Viktor Orban, premier Węgier.
Viktor Orban, premier Węgier. Fot. Artur BARBAROWSKI/East News
Reklama.

  • Viktor Orbán skomentował atak Rosji na Ukrainę w prorządowym tygodniku.
  • Stwierdził, że Rosja zaatakowała Ukrainę, bo "NATO systematycznie rozszerza się na wschód, a Rosjanom coraz mniej się to podobało".
  • Wspomniał też o Polsce.
  • Orbán w mocnych słowach o Polsce

    W czwartek tygodnik "Mandiner" opublikował wywiad z Viktorem Orbánem, w którym ten przedstawił swoją ocenę sytuacji po ataku Rosjan na Ukrainę. Co prawda, potępił rosyjski atak na Ukrainę, ale jednocześnie stwierdził, że "Węgrzy nadal będą prowadzić interesy z Rosjanami". Dalej uderzył też w Polskę.
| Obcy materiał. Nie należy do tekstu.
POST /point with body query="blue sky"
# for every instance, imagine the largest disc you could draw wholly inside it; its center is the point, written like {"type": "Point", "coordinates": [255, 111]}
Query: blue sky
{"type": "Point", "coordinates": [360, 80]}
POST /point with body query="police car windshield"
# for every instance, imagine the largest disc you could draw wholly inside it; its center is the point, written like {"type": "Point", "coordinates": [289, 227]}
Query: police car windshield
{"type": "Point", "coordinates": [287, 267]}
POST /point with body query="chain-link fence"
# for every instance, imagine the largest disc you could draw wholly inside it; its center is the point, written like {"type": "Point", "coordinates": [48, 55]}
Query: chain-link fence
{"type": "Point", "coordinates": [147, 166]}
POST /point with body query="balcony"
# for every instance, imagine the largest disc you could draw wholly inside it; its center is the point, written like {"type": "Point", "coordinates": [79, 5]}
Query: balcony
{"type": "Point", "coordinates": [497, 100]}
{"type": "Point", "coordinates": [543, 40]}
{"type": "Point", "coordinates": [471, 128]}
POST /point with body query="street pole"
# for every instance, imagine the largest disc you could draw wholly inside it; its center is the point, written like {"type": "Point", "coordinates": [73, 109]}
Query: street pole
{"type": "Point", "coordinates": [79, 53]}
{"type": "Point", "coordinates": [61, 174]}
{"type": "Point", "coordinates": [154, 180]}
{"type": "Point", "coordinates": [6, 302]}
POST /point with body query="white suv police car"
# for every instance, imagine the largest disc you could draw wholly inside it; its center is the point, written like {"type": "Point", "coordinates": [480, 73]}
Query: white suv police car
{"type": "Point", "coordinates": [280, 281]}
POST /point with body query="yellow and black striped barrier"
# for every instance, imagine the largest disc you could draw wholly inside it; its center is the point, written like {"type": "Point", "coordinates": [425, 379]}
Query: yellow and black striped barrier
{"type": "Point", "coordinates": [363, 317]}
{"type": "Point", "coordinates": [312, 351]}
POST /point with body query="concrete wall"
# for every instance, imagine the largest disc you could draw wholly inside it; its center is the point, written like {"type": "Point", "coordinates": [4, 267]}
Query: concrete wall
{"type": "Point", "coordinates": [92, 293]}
    Viktor Orbán skomentował współpracę w ramach Grupy Wyszehradzkiej i oświadczył, że w jej ramach nie ma jedności w sprawie współpracy militarnej. "Chcemy trzymać Rosjan z dala od nas, ale w Grupie Wyszehradzkiej są istotne różnice w tej sprawie. Polacy chcą przesunąć granicę zachodniego świata aż pod Rosję. Będą czuć się bezpiecznie, dopiero gdy NATO będzie mogło przesunąć swoje wojska na wschód od nich" – powiedział tygodnikowi.

    "Dlatego tak bardzo wspierają członkostwo Ukrainy w NATO. Nasza taktyka polega na tym, by mieć odpowiednio dużą przestrzeń pomiędzy Rosją i Węgrami. Dzisiaj ten teren nazywa się Ukraina" – kontynuował premier Węgier.
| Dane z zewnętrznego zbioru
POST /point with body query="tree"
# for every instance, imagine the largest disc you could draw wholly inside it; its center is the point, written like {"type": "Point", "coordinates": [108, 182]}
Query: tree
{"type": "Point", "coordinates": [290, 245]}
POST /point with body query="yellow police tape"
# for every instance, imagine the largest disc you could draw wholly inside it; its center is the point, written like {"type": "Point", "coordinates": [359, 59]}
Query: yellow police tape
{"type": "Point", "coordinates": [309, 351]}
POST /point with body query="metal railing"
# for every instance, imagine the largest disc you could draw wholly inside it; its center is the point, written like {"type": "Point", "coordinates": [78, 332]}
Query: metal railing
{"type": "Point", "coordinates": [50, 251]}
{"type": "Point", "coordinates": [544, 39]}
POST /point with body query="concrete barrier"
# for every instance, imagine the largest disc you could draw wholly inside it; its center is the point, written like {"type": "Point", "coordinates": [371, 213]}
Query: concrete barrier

    Słowa premiera Węgier są kuriozalne, bo Polska przecież już graniczy bezpośredni z Rosją w Obwodzie Kaliningradzkim. Od wielu lat także pograniczne polsko-białoruskie stało się de facto kontrolowane przez Kreml, co potwierdza fakt, iż wojska mające dokonywać inwazji stacjonują w Brześciu.

    Premier Węgier tłumaczy agresję Putina

    W obszernym wywiadzie możemy też przeczytać, że według Orbána wojna w Ukrainie wybuchła, ponieważ "NATO systematycznie rozszerza się na wschód, a Rosjanom coraz mniej się to podobało".

    "Rosjanie postanowili na nowo rozrysować mapą bezpieczeństwa na kontynencie. Ich wizja zakłada, że Rosja musi być otoczona neutralną strefą, by czuć się bezpiecznie" – przekonuje Orbán.

    Jednocześnie premier Węgier potępił atak rosyjski na Ukrainę. Powiedział, że należy "tak szybko, jak to możliwe, powrócić do stołu negocjacyjnego", a jako miejsce rozmów zaproponował Budapeszt. Jego zdaniem w tym czasie cała Europa powinna pracować na rzecz przywrócenia pokoju.

    Czytaj także:

    Co dalej ze współpracą Rosji i Węgier?

    Premier Węgier nie przekreśla dalszej współpracy z Rosją. Według Orbán nie przemawiają żadne argumenty za tym, aby przerwać współpracę energetyczną z Rosjanami. Opowiedział się za dalszą współpracą przy rozbudowie elektrowni w Paks (gdzie poza spółkami węgierskimi i rosyjskimi zaangażowany w ten projekt jest również niemiecki Siemens i francuski Alstom).

    Zapowiedział też, że nie zamierza wetować sankcji, które mają zostać nałożone na Rosję, podkreślając, że "jedność UE jest teraz priorytetem".

    Fragmenty przytoczonego wywiadu pochodzą z tygodnika "Mandiner", powołanego przed laty jako organ prasowy młodzieżówki Fideszu, partii Viktora Orbána.